With the custom anamorphic setting checked, you encode the entire movie frame at the correct aspect ratio at 1280x720. That is at a 16x9 aspect ratio, but the original aspect ratio, whatever it is, is preserved, because the pixels are not square. They are rectangles, in a ratio necessary to preserve the original aspect ratio of the movie. For a widescreen movie, your actual horizontal resolution with always be 1280, but instead of square pixels you will have rectangular pixels, which your AppleTV or Mac Mini will unpack as 1680 or so. This trick really does not improve horizontal resolution, it is just a trick. However, you do end up with a real improvement in vertical resolution.
If you set horizontal resolution to 1280 and allow the vertical resolution to float, on widescreen movies, that resolution can be as low as 550 pixels.
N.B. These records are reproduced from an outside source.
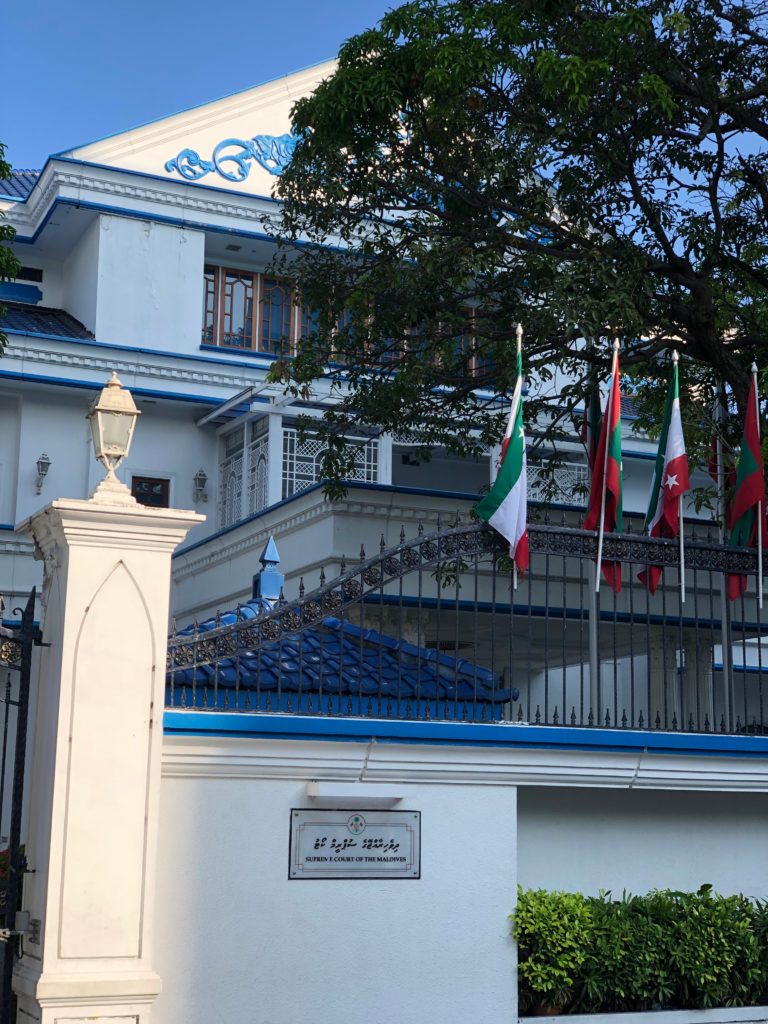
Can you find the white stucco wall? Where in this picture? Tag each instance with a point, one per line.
(80, 278)
(237, 941)
(587, 840)
(150, 285)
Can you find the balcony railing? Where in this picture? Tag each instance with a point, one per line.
(436, 628)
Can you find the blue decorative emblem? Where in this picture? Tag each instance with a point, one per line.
(270, 152)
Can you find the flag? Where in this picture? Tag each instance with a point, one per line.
(748, 509)
(729, 468)
(506, 505)
(604, 511)
(670, 480)
(593, 419)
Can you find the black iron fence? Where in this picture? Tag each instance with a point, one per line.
(438, 628)
(16, 643)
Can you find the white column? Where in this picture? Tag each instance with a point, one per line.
(95, 762)
(665, 684)
(274, 460)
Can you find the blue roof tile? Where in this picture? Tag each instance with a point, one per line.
(334, 658)
(23, 318)
(19, 184)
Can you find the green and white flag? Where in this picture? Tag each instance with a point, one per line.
(506, 505)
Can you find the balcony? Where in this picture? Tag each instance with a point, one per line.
(437, 629)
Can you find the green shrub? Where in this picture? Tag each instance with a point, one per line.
(663, 950)
(551, 931)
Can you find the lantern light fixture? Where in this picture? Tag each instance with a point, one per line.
(43, 465)
(200, 480)
(113, 419)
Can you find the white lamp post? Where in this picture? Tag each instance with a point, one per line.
(113, 418)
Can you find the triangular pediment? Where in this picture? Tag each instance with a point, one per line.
(240, 142)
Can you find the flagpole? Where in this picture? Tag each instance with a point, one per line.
(760, 504)
(605, 473)
(518, 335)
(675, 360)
(725, 606)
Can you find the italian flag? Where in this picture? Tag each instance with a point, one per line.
(748, 509)
(604, 512)
(506, 505)
(670, 480)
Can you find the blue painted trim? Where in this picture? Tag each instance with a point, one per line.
(96, 386)
(132, 349)
(461, 734)
(249, 353)
(358, 484)
(159, 177)
(158, 218)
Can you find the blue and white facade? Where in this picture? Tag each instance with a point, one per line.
(147, 253)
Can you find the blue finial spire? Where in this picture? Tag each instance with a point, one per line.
(268, 583)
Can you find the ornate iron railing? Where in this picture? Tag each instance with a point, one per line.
(437, 627)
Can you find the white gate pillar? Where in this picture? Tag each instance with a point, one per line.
(94, 783)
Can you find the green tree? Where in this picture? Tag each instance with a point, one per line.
(8, 263)
(587, 167)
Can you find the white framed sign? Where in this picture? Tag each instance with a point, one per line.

With custom anamorphic, you always get 720.
An anamorphic encode with have 921,600 pixels, whereas a non-anamorphic encode will have about 704,000 pixels. That is a 30% increase in pixels in vertical resolution, and my understanding is that vertical resolution has a bigger impact on perception of visual clarity.
I know that resolution is not everything with respect to encodes, but all this being equal, more pixels are better.
Many thanks. I'll give this a whirl on my next encode.